Setco Automotive releases 61,080 shares pledged by Harish Kiritbhai Sheth HUF
On July 6, 2026, Setco Automotive disclosed that 61,080 of its equity shares, representing 0.05% of its capital, were released from encumbrance by promoter Harish Kiritbhai Sheth HUF.
What Setco Automotive announced
On 6 July 2026, Setco Automotive Ltd filed a disclosure with the Bombay Stock Exchange (BSE) and the National Stock Exchange (NSE) under Regulation 31(1) and 31(2) of the SEBI (Substantial Acquisition of Shares & Takeovers) Regulations, 2011. The filing states that 61,080 equity shares of Rs 2 each held by the promoter family‑HUF, Harish Kiritbhai Sheth, were released from encumbrance on 3 July 2026. The release was effected by Visura ITCL (India) Limited, the debenture trustee for non‑convertible debentures (NCDs) issued by Setco Auto Systems Pvt Ltd.
"61,080 equity shares of Rs. 2‑ each of Setco Automotive Limited are released by Vistra ITCL (India) Limited – Debenture Trustee on July 03, 2026."
The announcement does not involve any new issuance of shares, nor does it alter the promoter’s overall holding percentage beyond the removal of the pledged portion.
Details of the share release
- Number of shares released: 61,080
- Face value per share: Rs 2
- Percentage of total share capital: 0.05 %
- Date of release: 3 July 2026 (reported on 6 July 2026)
- Encumbrance type: Release of shares pledged against NCDs
- Beneficiary of the original pledge: NCDs issued by Setco Auto Systems Pvt Ltd, held by Vistra ITCL (India) Limited as the debenture trustee.
The table in the annexure of the filing lists the promoter’s shareholding before the release (61,080 shares) and confirms that the entire pledged amount was released, leaving the promoter’s post‑event encumbered holding at zero.
Background on the encumbrance
Under SEBI’s SAST Regulations, promoters must disclose any creation, release, or invocation of encumbrances on their shareholdings. Encumbrances are typically used as collateral for loans or other financing arrangements. In this case, the shares were originally pledged to secure NCDs issued by a related entity, Setco Auto Systems Pvt Ltd. The debenture trustee, Vistra ITCL (India) Limited, held the shares on behalf of the NCD holders.
The release indicates that the underlying loan or financing arrangement has been satisfied, or that the lender has agreed to release the collateral. No further details on the repayment or the terms of the NCDs are provided in the filing.
Key facts at a glance
| Detail | Value |
|---|---|
| Company | Setco Automotive Ltd |
| BSE ticker | 505075 |
| Regulation invoked | SEBI (SAST) Reg. 31(1) & 31(2) |
| Promoter/HUF | Harish Kiritbhai Sheth HUF |
| Shares released | 61,080 (Rs 2 each) |
| % of total share capital | 0.05 % |
| Date of release | 3 July 2026 |
| Filing date | 6 July 2026 |
| Reason for release | Release of shares pledged against NCDs issued by Setco Auto Systems Pvt Ltd |
| Trustee holding the shares | Vistra ITCL (India) Limited |
Why this matters for investors
The filing is a compliance requirement and does not, by itself, alter Setco Automotive’s capital structure. However, it provides transparency about the promoter’s collateral arrangements, which can be relevant for assessing the company’s debt profile and the security of its financing. The release of the pledged shares suggests that the specific loan secured by those shares has been repaid or restructured, potentially reducing the company’s outstanding liabilities linked to the NCDs.

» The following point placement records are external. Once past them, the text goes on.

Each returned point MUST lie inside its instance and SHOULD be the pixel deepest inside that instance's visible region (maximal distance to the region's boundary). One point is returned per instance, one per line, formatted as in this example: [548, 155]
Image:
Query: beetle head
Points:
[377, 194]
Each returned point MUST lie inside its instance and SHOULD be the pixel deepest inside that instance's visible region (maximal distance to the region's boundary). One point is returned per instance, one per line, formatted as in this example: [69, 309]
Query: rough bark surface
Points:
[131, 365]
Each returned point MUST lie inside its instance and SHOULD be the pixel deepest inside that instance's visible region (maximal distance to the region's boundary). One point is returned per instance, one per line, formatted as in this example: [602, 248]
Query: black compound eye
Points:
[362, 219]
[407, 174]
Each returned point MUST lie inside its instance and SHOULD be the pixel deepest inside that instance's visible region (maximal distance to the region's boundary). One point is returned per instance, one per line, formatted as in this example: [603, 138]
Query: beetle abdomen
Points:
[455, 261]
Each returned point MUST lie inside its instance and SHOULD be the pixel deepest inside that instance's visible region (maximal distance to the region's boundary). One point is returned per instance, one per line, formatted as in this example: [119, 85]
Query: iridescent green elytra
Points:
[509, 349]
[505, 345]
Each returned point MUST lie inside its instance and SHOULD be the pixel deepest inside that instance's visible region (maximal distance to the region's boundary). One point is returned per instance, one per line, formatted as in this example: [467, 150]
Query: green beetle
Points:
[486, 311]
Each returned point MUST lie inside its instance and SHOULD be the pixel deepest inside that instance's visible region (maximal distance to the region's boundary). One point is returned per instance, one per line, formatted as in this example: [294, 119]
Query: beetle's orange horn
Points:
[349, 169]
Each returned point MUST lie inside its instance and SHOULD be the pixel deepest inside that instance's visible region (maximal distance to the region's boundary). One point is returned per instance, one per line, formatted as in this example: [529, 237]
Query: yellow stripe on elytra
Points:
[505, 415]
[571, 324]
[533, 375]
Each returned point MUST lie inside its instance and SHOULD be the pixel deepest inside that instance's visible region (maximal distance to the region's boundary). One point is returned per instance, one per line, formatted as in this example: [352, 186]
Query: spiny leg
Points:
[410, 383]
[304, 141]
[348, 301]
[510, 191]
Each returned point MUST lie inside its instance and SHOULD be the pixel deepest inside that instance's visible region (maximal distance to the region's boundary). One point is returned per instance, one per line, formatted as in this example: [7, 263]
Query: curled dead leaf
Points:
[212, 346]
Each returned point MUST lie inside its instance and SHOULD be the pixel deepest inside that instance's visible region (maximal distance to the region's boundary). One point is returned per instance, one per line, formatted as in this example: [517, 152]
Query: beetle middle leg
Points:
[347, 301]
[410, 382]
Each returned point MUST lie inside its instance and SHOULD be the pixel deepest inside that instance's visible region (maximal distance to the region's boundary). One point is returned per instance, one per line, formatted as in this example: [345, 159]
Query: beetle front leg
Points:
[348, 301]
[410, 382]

For shareholders, the key take‑away is that the promoter’s voting power is unchanged, as the shares remain in the promoter’s name after the release. The modest size of the encumbrance (0.05 % of total capital) indicates that the event is unlikely to have a material impact on control dynamics or on the overall share‑holding pattern.
Conclusion
Setco Automotive Ltd has formally reported the release of 61,080 shares pledged by Harish Kiritbhai Sheth HUF, representing a tiny fraction of its equity base. The release, effected on 3 July 2026 and disclosed on 6 July 2026, clears the encumbrance tied to NCDs issued by a related entity. No further action or shareholder approval is required, and the company’s capital structure remains otherwise unchanged.